Auto dealers want ban on importation of vehicles across land borders
The dealers did not offer any alternative on meeting demand for domestic vehicles should their request be granted. They cited huge drop in capacity utilisation of their plants, dominance of used vehicles, poor financing of vehicle ownership schemes, implementation of the Common External Tariff (CET) and smuggling across the land borders, especially the Seme-Badagry border, as basis for the request.
The stakeholders, who spoke, yesterday, at the yearly symposium organised by the Automobile Group of the Lagos Chamber of Commerce and Industry (LCCI) in Lagos, urged the Federal Government to effect the ban in an effort to curtail smuggling and abuse of the auto policy by some operators.
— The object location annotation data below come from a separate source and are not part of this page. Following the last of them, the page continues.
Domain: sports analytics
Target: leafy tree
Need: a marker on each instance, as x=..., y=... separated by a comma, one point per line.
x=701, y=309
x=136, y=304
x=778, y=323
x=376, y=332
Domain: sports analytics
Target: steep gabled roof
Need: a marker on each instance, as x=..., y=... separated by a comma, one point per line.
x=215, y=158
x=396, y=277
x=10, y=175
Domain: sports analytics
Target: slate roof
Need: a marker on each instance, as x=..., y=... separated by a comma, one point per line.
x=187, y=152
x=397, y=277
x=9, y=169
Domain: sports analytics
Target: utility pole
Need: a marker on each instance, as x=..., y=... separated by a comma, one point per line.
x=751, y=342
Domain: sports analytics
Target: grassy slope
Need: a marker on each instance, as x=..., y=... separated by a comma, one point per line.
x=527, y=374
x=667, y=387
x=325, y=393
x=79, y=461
Participants, including operators, dealers, assemblers and manufacturers, tasked the government to formulate policies that would tighten the borders, as part of efforts to protect their investment and protect the made in Nigeria automobile sector.
While acknowledging challenges in the auto sector, the Nigeria Customs Service (NCS), however, indicted some of the operators for abusing concessionary duty rate by importing different brands against the ones approved.
It added that some were also guilty of importing above the quantity approved by taking advantage of gaps created in the policy review of 2009.
Besides, the NCS advocated mergers and acquisitions of assembly plants in Nigeria, noting that 44 assembly plants were too ambitious, considering the reality of the economy and output of the plants.
The NCS import data indicate that the nation’s automotive industry currently assembles only reasonable quantity of commercial vehicles, as the installed capacity of the industry is below the country’s yearly demand of vehicles, with cluster factories that supply vital components already shut down.
The NCS argued that the present situation where the 44 assembly plants produce less than three per cent of their installed capacity makes mergers and acquisitions a viable option.
The agency added that such a move would resuscitate cluster industries that would support the sector, as part of measures to reduce production costs, attract investments in local content production and create employment.